Associate Director / Director – Regulatory CMC

Garuda Therapeutics, a biotechnology company focused on developing off-the-shelf human hematopoietic stem cell-based cellular therapies, is seeking a highly motivated Associate Director / Director to join its growing team. The full-time role will be a key CMC leadership member, focused on preparing and implementing Garuda’s Regulatory strategy. Working closely within the R&D and CMC Departments, the ideal candidate will be responsible for helping bring much-needed therapies to patients. The position will be located in Natick, MA, or Cambridge, MA.

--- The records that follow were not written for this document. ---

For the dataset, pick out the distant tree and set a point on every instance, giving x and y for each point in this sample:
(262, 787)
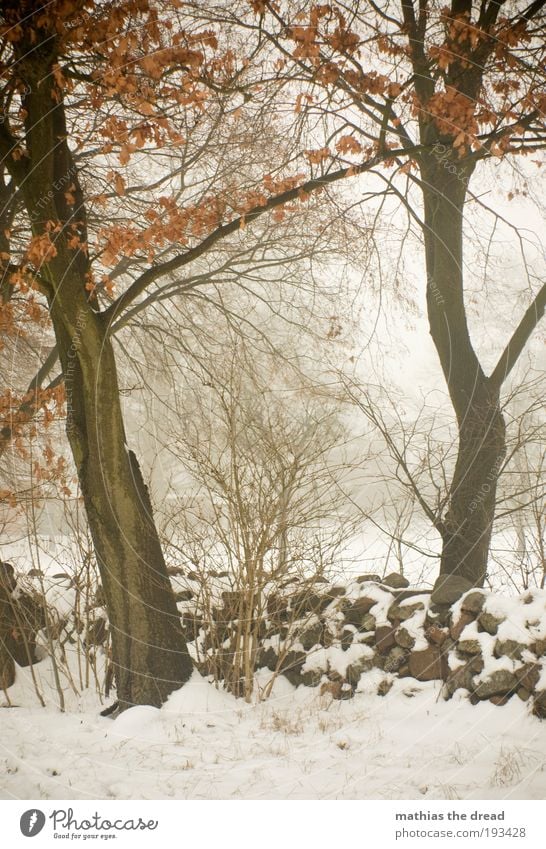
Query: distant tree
(443, 88)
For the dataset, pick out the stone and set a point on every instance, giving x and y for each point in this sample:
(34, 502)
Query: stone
(384, 687)
(460, 678)
(428, 665)
(305, 601)
(367, 623)
(384, 638)
(403, 612)
(528, 675)
(435, 635)
(499, 683)
(354, 671)
(346, 639)
(469, 646)
(404, 639)
(312, 636)
(449, 588)
(438, 614)
(457, 628)
(394, 660)
(489, 623)
(311, 677)
(509, 648)
(396, 581)
(355, 613)
(539, 647)
(539, 704)
(330, 595)
(476, 664)
(473, 602)
(499, 700)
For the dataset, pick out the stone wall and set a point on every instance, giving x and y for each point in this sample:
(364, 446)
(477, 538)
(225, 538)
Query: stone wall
(332, 637)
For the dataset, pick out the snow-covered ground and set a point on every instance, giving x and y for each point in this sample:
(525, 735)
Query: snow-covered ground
(205, 744)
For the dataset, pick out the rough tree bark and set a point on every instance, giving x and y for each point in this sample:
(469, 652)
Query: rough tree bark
(149, 652)
(467, 524)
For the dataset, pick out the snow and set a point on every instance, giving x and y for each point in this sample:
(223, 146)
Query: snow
(205, 744)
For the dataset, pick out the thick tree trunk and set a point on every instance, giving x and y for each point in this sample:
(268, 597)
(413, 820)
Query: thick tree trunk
(149, 652)
(466, 527)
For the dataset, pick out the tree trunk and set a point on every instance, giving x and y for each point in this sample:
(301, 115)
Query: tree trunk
(150, 656)
(149, 652)
(467, 524)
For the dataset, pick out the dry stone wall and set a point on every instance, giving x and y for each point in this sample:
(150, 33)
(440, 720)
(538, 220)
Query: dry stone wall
(338, 638)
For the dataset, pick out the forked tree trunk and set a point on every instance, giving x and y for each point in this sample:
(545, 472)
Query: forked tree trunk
(149, 651)
(467, 524)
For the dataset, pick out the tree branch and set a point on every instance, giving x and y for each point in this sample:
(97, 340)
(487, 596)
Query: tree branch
(519, 339)
(308, 187)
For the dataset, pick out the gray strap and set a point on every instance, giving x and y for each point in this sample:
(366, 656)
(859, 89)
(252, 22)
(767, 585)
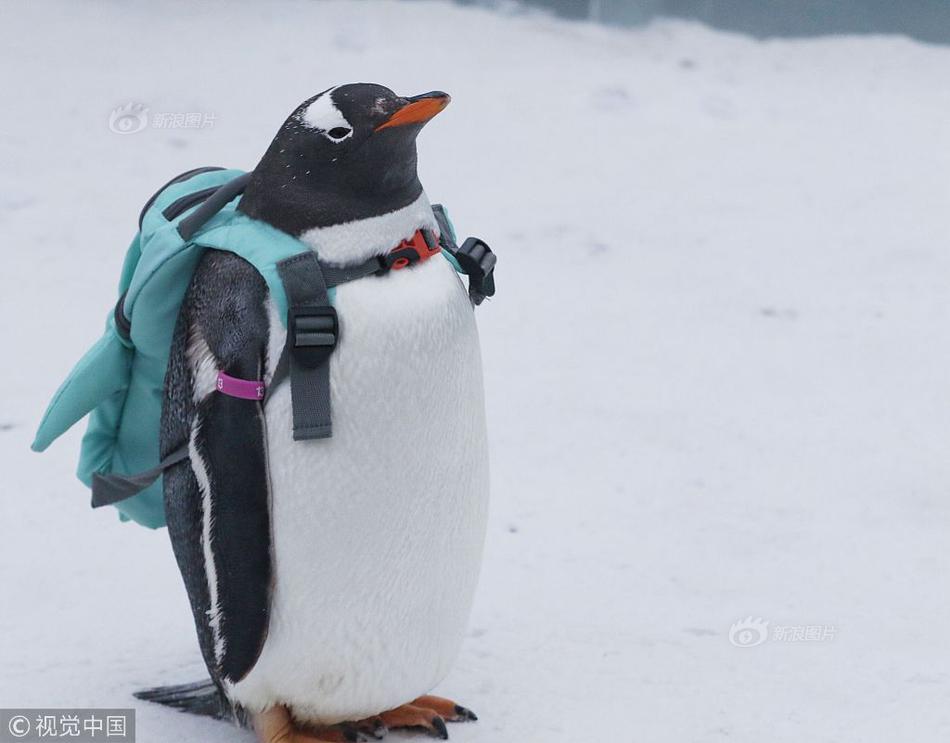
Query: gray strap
(336, 275)
(311, 337)
(108, 490)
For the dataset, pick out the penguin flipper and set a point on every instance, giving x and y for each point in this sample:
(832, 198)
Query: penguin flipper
(217, 504)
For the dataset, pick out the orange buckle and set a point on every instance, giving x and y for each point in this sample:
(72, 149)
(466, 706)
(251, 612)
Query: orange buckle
(421, 247)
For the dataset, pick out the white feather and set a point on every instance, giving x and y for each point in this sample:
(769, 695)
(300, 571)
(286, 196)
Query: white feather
(353, 242)
(323, 115)
(378, 531)
(204, 372)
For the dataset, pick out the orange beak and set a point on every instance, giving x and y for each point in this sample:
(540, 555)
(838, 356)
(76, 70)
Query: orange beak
(419, 110)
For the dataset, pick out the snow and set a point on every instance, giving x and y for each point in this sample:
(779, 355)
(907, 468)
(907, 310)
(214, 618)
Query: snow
(716, 368)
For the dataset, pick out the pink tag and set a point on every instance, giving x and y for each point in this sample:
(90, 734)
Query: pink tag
(246, 389)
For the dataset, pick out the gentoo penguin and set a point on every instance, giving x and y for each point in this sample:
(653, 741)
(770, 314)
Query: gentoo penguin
(331, 580)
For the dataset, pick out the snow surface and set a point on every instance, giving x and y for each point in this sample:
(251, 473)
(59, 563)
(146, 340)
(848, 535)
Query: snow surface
(717, 367)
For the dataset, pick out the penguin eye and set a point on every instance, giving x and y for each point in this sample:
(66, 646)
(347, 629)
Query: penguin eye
(339, 132)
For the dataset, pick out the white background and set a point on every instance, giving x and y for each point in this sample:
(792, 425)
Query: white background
(717, 368)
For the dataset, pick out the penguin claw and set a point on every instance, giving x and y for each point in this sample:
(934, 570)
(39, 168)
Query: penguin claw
(429, 713)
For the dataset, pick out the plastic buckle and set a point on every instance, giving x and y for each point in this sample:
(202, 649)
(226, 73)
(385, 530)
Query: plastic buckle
(478, 262)
(312, 334)
(422, 246)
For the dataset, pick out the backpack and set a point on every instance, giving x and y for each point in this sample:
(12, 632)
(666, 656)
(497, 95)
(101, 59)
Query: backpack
(119, 381)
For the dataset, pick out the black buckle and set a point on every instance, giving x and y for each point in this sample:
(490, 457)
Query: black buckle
(312, 334)
(478, 263)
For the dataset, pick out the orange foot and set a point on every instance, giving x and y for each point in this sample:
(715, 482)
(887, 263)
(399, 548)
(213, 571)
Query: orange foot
(276, 725)
(429, 713)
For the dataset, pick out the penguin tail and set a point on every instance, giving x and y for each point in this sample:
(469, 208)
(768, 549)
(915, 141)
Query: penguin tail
(198, 698)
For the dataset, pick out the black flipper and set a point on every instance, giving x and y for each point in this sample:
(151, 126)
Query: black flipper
(199, 698)
(224, 309)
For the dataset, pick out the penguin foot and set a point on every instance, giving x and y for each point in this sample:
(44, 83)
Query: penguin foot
(429, 713)
(277, 726)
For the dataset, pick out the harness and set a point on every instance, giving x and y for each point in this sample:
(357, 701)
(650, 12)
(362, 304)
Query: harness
(312, 323)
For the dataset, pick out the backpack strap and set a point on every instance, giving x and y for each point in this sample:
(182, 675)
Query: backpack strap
(312, 332)
(475, 259)
(215, 202)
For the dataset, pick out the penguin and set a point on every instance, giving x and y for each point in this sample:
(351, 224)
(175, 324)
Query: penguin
(331, 580)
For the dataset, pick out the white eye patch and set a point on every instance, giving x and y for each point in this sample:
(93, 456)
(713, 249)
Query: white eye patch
(324, 116)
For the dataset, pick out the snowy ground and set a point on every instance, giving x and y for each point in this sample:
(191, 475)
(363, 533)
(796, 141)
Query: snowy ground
(717, 369)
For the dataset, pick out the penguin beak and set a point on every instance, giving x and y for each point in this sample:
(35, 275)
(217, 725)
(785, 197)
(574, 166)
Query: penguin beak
(418, 110)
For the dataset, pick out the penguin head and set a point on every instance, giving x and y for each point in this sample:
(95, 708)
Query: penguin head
(347, 153)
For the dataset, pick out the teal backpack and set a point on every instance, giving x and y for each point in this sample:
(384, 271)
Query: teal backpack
(119, 382)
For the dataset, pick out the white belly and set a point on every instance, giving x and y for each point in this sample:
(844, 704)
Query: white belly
(378, 531)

Key Responsibilities Include:

  • Providing leadership and strategic direction to support Garuda’s overall Regulatory plan
  • Supporting the R&D and CMC teams to enable successful INDs, CTAs, and Health Authority interactions
  • Ensuring that all CMC-related documentation is clear, concise, and meets necessary requirements
  • Reviewing clinical and nonclinical documents to ensure messaging is consistent with program strategy

Required Qualifications:

  • PhD with 3+ years of related experience, MS with 7+ years of related experience, or BS with 10+ years of related experience
  • Direct experience in Regulatory CMC, demonstrated by a record of successful INDs/CTAs
  • Working knowledge of FDA, EMA, and ICH guidelines
  • Attention to detail and careful record-keeping
  • Excellent organizational skills and ability to manage multiple projects
  • Excellent oral and written communication skills
  • Flexible team player excited to collaborate with internal and external partners

Preferred Qualifications:

  • Experience with cell and gene therapies; experience with iPSC-derived cell products is highly preferred

Please contact careers@garudatx.com to share your resume and learn more.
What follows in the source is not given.